2
votes

Many hours of manic googling and leafing through ggplot2 documentation having brought me no closer, I was hoping someone could maybe nudge me in the right direction.

I have cell count data for a few thousand subjects in a data.frame with the following layout:

  • 1 subject per row.
  • 1 column per cell type (5 total, each holding the percentage value for that cell type, summing to 100%).
  • 2 extra columns, one to indicate what Group (experimental or control) the subjects belong to, 1 to indicate what experiment they belong to (1, 2, 3, 4, etc.)

I would like to generate a ggplot2 jitter plot, percentage along the Y-axis, cell type categories along the X-axis (5 total) and further color the data points based on their Group (experimental or control). It would be great if I could further color the data points from different experiments in shades of the Group color (i.e. Experiment number sort of defining a gradient from light to dark - all Experiment-1 points would be light - either red or blue based on which Group they belonged to), but I don't know if that's even possible.

For starters: is my data even layed out properly to attempt to create this plot? The reason I ask is I reall yfeel like I'm fighting ggplot2 in attempting to get anything plotted with the data.frame in its current layout (but the native boxplot() seems to work fine with very little modifications...)

Any help or nudges in the right direction would be greatly appreciated.


EDIT:

This is the output of dput(head(dat, 10)).

structure(list(Neutrophils = c(38, 70.7, 62.1, 90.5, 65.8, 39.2, 
89.4, 91.3, 55.4, 14.5), Lymphocytes = c(47.5, 17.1, 20.3, 2, 
25, 37.1, 6.3, 1.6, 31.3, 61.5), Monocytes = c(12.4, 11.8, 14.6, 
4.8, 7.3, 14.1, 3.7, 4.6, 8.4, 21.9), Eosinophils = c(1.4, 0.1, 
2.5, 2.4, 1.4, 9.2, 0.1, 2.5, 4.6, 1.3), Basophils = c(0.8, 0.3, 
0.5, 0.3, 0.5, 0.4, 0.5, 0, 0.3, 0.8), Group = c(1L, 1L, 1L, 
1L, 1L, 1L, 1L, 1L, 1L, 1L)), .Names = c("Neutrophils", "Lymphocytes", 
"Monocytes", "Eosinophils", "Basophils", "Group"), row.names = c("B145", 
"B196", "B212", "B246", "B250", "B286", "B343", "B355", "B369", 
"B386"), class = "data.frame")
2
A good way to get help is to provide example data. If your data is named dat you could post the result of dput(head(dat,20))Ian Fellows

2 Answers

1
votes

You first need to reshape your data using the melt function in the reshape package.
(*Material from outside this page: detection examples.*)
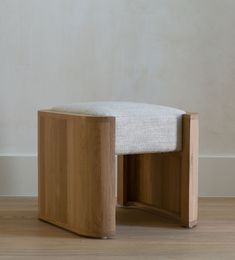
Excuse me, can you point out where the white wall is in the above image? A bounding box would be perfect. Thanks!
[0,0,235,196]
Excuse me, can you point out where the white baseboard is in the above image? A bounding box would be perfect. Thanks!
[0,155,235,197]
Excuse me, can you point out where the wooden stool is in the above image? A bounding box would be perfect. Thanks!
[38,102,198,238]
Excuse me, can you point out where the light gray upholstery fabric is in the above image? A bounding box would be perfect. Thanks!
[52,102,185,154]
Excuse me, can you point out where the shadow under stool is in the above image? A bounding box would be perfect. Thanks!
[38,102,198,238]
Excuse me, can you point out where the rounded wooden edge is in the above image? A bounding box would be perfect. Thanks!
[181,220,198,229]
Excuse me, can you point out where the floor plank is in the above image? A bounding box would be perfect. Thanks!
[0,197,235,260]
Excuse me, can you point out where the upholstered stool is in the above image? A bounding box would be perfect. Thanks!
[38,102,198,237]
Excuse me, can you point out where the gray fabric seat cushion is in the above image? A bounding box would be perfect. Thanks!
[51,102,185,154]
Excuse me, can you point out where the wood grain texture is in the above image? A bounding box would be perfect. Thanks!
[38,111,115,237]
[0,197,235,260]
[180,114,199,227]
[118,114,198,227]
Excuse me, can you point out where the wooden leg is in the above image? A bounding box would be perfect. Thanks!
[38,112,116,237]
[117,155,127,206]
[180,114,199,228]
[118,114,198,227]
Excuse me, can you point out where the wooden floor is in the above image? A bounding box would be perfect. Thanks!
[0,198,235,260]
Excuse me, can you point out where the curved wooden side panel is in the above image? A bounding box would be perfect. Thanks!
[118,114,199,228]
[38,111,116,237]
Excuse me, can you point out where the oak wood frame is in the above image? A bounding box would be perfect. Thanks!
[38,111,198,238]
[118,113,199,228]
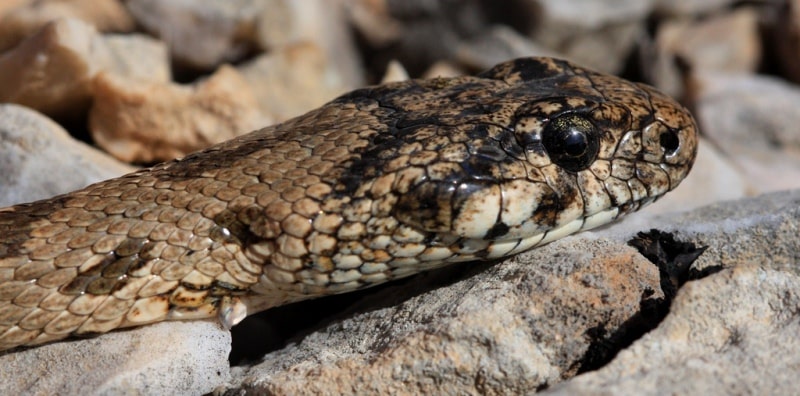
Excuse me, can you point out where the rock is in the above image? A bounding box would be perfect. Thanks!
[255,0,366,88]
[531,0,655,73]
[125,0,265,70]
[422,61,467,78]
[0,321,230,395]
[0,0,33,21]
[642,8,761,97]
[347,0,403,48]
[0,19,107,117]
[0,19,170,121]
[544,262,800,395]
[694,73,800,192]
[0,104,134,207]
[455,25,565,70]
[381,61,410,84]
[223,237,660,394]
[608,190,800,275]
[220,190,800,394]
[358,0,535,76]
[101,34,172,83]
[643,138,755,213]
[0,0,134,52]
[655,0,736,16]
[765,0,800,83]
[89,66,272,163]
[238,42,357,121]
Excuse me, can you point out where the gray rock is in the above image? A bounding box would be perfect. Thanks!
[640,7,762,97]
[531,0,654,73]
[225,237,660,394]
[634,138,753,216]
[0,321,230,395]
[237,42,356,125]
[0,104,134,207]
[223,191,800,394]
[624,190,800,274]
[544,264,800,395]
[655,0,736,16]
[125,0,265,69]
[695,73,800,192]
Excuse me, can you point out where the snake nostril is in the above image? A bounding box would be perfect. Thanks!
[659,129,681,155]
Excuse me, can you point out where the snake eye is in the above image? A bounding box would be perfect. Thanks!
[658,129,681,155]
[542,114,600,172]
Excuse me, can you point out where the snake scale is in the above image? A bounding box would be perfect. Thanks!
[0,58,697,350]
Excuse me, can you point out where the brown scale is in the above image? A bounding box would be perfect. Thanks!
[0,58,697,350]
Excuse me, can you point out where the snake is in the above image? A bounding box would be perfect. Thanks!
[0,57,698,351]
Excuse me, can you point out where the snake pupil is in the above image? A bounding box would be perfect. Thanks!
[542,113,600,172]
[659,130,681,155]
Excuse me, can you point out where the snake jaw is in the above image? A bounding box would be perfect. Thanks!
[0,58,697,350]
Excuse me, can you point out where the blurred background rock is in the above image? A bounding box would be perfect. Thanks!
[0,0,800,393]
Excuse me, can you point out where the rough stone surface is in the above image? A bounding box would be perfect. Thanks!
[100,34,172,83]
[531,0,654,73]
[223,237,660,394]
[0,19,106,116]
[598,190,800,274]
[89,66,272,163]
[695,73,800,192]
[642,8,762,96]
[544,263,800,395]
[125,0,265,70]
[238,42,357,121]
[0,321,230,395]
[0,0,134,52]
[643,138,755,213]
[255,0,366,87]
[655,0,736,16]
[0,104,134,207]
[454,25,568,70]
[220,190,800,394]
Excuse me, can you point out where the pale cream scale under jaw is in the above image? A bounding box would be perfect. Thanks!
[0,58,697,351]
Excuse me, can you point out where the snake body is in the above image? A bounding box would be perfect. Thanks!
[0,58,697,350]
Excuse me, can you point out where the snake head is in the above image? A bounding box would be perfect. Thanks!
[394,58,697,248]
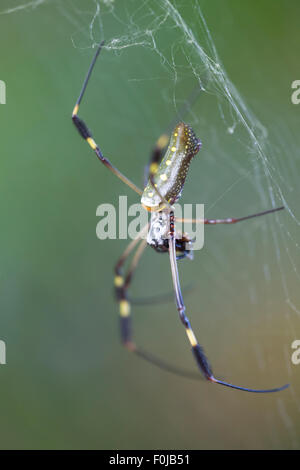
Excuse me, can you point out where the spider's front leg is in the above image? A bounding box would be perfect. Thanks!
[177,206,284,225]
[114,224,203,380]
[169,212,289,393]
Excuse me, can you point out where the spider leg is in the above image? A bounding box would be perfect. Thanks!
[177,206,284,225]
[115,228,200,380]
[72,41,142,195]
[169,212,289,393]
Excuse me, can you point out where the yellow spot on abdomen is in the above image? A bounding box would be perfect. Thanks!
[186,328,198,346]
[86,137,97,150]
[115,276,124,287]
[120,300,130,317]
[150,163,158,174]
[156,134,169,149]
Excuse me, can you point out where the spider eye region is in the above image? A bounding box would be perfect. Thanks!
[141,122,201,210]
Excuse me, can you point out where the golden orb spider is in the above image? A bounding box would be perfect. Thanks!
[72,41,289,393]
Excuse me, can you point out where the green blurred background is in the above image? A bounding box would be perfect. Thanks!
[0,0,300,449]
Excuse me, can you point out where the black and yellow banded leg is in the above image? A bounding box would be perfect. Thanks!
[169,228,289,393]
[115,240,147,351]
[114,232,199,380]
[72,41,142,195]
[177,206,284,225]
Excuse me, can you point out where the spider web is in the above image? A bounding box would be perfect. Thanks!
[0,0,300,448]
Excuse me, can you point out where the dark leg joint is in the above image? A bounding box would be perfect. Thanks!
[72,114,92,140]
[192,344,213,380]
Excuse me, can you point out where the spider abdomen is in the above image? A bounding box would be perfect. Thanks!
[141,122,201,210]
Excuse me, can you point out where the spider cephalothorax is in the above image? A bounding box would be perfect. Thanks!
[147,210,193,259]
I'm sure someone will come along with a more elegant way to color points on a gradient but you can do that manually by creating a new column with the colors matched to group and/or experiment. Then map that color aesthetic to that column.

0
votes

It would be great if I could further color the data points from different experiments in shades of the Group color (i.e. Experiment number sort of defining a gradient from light to dark - all Experiment-1 points would be light - either red or blue based on which Group they belonged to), but I don't know if that's even possible.

Not currently, sorry.